There are many Aikidoist, 4th dan and above, who do not run dojos for a variety of reasons.  Running a dojo is a big commitment and realizing this, they are comfortable where they currently train. Depending on the size and the amount of high ranking black belts, some students begin their teaching career with no training what so ever. Moving to a new location where Aikido is non existent may push them to start a small group at YMCA or a community center. Your teacher may want to offer more classes and ask you to teach a class. Whatever the case maybe, who do you turn to for help? Colleges and Universities provide teacher training programs. Generally it takes 1-2 years of intensive graduate work to successfully complete an accredited teacher training. So how are Aikido teachers trained and mentored? Should the chief instructor (dojo-cho) of an Aikido dojo be the person responsible for the development of capable instructors in the dojo? And is he/she a good teacher and capable of passing on this skill?

I believe it is imperative for dojo-cho to train their students to become good teachers. The training should start at least 2nd kyu (brown belt level). A requirement for this rank and subsequent ranks is that he/she assists in specific classes. The teacher assigned to the class will act as a mentor and provide clear guidelines on how to assist in the class. A meeting after class can provide valuable feedback on how to present material and ways to help students learn in a non threatening way. What better place to learn to teaching skills than in the community where you have trust and a positive and supportive environment.

On a more global level, weekend seminars or retreats of a longer duration could provide an opportunity for a mini mentorship program or a continuing education component.  Continuing education could include classes that address organization, focus on children or adults, discuss the qualities that make for a good teacher and promote “best practice” when teaching Aikido continuing education. These sessions could provide an opportunity for teachers and student teachers share ideas and effective teaching methods when teaching Aikido. In addition, an organized teaching event could provide a students sandan (3rd degree black belt) and above to be paired with a featured teacher and share a class. The class may be structured so that both individuals teach techniques and/or Aikido concepts. Decisions can be made prior to the class regarding content and teaching strategies. Perhaps an hour class would be shared equally in two 30 minute sections. Or the instruction could be passed back and forth so one person teaches a technique and then the other person builds on that technique in some way. Perhaps 10 minute intervals would be the timeframe to share and expand an idea.
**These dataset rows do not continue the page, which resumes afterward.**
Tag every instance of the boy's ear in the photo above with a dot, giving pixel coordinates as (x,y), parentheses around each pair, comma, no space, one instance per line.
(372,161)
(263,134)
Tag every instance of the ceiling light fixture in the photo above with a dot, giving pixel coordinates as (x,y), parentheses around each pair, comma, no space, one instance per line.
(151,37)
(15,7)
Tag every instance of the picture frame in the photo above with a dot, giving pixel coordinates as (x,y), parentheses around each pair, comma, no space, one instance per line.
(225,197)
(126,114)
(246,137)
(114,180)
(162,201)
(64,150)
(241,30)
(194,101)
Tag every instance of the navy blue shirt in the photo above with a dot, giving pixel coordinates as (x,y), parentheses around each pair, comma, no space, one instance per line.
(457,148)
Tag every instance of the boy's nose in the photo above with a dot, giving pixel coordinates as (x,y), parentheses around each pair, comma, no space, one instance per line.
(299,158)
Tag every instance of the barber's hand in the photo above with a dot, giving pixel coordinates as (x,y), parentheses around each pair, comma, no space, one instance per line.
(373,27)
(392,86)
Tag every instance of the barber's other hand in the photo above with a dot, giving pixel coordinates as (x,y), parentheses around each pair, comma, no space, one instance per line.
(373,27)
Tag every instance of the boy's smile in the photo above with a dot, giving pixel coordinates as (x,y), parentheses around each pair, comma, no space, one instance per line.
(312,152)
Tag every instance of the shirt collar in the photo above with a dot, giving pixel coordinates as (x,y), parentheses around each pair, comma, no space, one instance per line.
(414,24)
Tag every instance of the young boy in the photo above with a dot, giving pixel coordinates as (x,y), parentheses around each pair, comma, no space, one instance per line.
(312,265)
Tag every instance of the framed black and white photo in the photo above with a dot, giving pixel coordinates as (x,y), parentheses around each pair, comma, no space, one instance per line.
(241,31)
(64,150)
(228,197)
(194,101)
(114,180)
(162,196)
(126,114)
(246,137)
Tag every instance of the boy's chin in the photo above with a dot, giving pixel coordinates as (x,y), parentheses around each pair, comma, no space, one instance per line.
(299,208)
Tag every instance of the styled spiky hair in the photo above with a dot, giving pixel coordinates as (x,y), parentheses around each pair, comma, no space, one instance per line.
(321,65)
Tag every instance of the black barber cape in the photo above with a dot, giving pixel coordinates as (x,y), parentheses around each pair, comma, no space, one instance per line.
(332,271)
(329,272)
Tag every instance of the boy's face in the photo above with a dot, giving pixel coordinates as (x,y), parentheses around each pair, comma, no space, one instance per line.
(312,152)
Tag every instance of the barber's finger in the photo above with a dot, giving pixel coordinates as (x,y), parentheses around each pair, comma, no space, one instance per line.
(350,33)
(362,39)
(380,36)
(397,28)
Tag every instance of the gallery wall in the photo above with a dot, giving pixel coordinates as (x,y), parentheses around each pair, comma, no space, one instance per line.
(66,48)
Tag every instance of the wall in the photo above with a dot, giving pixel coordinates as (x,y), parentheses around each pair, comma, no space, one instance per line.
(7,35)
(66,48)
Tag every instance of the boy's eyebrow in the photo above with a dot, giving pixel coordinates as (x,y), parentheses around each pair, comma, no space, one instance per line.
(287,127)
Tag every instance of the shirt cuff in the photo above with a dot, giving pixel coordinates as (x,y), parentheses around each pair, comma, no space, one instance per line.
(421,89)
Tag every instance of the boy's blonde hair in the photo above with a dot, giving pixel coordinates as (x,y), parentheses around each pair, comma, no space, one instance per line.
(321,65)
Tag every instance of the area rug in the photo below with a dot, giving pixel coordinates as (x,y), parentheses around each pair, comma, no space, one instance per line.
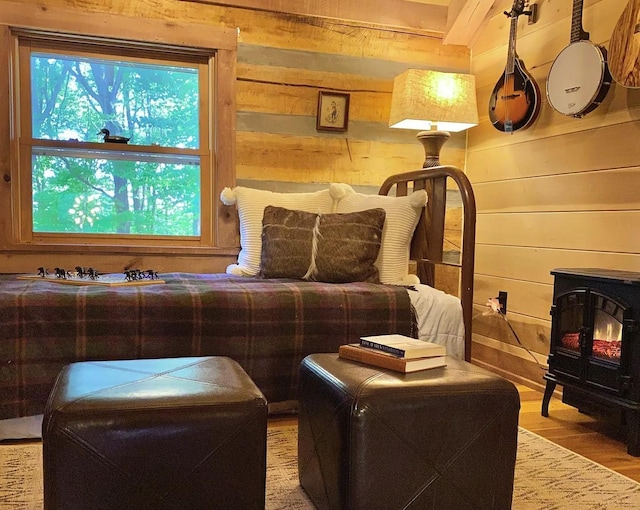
(548,477)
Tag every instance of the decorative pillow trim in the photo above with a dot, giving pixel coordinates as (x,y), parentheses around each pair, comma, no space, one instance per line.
(251,203)
(402,215)
(334,248)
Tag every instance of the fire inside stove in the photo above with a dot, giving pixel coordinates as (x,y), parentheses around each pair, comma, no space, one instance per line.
(607,338)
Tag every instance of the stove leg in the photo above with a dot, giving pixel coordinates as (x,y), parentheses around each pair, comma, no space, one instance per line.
(551,386)
(633,440)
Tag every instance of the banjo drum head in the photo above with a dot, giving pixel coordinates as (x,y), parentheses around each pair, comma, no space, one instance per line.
(575,78)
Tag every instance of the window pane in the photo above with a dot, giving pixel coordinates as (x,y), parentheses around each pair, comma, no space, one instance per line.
(153,195)
(74,97)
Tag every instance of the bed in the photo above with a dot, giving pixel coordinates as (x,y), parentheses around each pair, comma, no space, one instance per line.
(267,324)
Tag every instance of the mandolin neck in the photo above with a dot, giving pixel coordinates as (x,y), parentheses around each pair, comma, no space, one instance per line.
(577,32)
(511,54)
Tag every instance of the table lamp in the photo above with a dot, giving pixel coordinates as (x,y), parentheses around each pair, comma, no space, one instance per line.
(422,98)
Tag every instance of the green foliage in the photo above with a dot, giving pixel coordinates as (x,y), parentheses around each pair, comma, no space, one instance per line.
(114,191)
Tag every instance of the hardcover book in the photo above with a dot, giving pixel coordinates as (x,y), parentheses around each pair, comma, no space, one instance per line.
(355,352)
(403,346)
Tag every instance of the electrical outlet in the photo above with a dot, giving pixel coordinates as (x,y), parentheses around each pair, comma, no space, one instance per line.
(502,299)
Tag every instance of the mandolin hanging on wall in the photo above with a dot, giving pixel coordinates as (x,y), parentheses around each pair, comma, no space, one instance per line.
(515,100)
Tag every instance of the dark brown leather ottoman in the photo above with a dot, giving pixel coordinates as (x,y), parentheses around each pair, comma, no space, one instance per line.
(155,434)
(438,439)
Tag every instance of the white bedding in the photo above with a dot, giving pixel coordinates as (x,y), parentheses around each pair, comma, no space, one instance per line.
(439,318)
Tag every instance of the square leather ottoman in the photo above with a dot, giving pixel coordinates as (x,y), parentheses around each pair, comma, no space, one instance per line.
(443,438)
(155,434)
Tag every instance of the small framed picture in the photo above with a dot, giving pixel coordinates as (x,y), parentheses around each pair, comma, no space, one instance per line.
(333,111)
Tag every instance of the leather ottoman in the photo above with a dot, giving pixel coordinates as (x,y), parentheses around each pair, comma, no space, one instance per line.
(369,438)
(155,434)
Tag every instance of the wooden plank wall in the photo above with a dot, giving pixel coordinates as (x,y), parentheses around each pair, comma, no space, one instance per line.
(283,61)
(562,193)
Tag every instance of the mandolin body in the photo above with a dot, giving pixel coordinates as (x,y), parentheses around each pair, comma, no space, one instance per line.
(624,47)
(515,100)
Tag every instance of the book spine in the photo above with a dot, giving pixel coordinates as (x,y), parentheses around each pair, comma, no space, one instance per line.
(353,354)
(381,347)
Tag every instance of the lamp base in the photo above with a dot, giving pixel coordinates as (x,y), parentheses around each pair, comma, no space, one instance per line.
(432,141)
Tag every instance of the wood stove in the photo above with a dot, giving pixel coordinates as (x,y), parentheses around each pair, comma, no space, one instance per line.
(595,344)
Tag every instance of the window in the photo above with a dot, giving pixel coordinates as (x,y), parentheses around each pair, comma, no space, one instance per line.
(67,193)
(112,142)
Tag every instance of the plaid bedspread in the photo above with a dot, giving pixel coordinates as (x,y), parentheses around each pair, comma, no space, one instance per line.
(267,326)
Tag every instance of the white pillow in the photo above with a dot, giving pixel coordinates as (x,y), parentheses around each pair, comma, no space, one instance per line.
(402,215)
(251,203)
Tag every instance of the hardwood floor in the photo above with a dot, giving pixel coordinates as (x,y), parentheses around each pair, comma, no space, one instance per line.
(593,438)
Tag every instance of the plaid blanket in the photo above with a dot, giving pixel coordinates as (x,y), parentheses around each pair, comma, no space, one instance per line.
(267,326)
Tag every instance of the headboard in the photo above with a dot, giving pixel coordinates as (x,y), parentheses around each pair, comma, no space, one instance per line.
(427,246)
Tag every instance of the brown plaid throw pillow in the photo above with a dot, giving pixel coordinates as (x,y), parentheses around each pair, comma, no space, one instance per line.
(334,248)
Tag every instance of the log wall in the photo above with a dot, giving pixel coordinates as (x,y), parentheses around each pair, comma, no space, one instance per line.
(562,193)
(283,62)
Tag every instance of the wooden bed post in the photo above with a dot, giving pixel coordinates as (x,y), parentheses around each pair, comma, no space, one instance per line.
(427,246)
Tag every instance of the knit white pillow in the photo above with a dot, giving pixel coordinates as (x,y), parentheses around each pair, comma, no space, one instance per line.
(402,215)
(251,203)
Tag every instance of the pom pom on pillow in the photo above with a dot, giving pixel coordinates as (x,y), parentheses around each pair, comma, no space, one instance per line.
(228,196)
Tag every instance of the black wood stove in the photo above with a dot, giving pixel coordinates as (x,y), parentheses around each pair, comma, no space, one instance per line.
(595,344)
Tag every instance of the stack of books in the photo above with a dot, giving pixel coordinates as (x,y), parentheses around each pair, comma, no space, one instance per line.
(395,352)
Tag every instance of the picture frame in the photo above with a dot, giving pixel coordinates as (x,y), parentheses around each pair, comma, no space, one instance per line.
(333,111)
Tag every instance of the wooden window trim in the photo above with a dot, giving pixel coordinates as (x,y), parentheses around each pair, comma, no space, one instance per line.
(220,47)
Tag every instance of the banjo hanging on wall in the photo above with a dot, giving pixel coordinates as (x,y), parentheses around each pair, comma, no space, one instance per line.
(515,100)
(579,77)
(624,47)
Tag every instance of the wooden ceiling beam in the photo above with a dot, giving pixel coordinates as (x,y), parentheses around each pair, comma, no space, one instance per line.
(458,23)
(400,14)
(465,20)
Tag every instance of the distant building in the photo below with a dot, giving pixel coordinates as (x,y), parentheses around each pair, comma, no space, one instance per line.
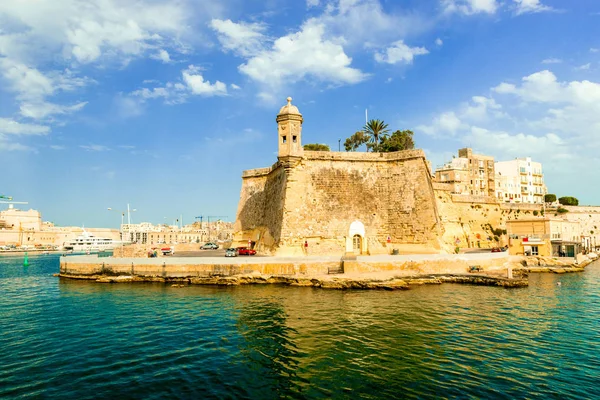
(508,188)
(470,174)
(520,181)
(13,218)
(25,228)
(147,233)
(544,237)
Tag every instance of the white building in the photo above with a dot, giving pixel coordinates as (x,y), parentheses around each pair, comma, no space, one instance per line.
(520,181)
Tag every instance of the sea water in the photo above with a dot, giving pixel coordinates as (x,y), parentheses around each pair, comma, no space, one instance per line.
(71,339)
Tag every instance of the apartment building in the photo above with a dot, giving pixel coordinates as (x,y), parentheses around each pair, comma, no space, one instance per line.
(547,237)
(520,181)
(469,173)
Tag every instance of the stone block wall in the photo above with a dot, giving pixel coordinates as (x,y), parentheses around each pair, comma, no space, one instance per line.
(260,210)
(317,197)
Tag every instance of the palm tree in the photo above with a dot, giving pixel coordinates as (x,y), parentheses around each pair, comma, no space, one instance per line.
(374,128)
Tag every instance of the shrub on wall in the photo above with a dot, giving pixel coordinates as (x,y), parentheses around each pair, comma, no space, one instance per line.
(568,201)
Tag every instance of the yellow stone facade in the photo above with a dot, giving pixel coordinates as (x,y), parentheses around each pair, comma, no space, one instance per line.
(312,202)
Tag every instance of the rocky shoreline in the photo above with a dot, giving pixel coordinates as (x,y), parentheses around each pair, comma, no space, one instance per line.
(510,275)
(324,282)
(550,264)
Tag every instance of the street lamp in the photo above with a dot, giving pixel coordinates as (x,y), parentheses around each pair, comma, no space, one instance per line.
(128,211)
Aikido needs enthusiastic, talented, and creative teachers if it is going to flourish in years to come.  We need to develop effective teacher training programs and not assume that our students will learn to be good teachers through our example. There are so many wonderful and talented Aikido teachers who are wiling to share their breath of knowledge to help train students to be effective. They also are a valuable resource to those of us who teach and seek an avenue to refine our skills and reach our best level of potential as an Aikido teacher.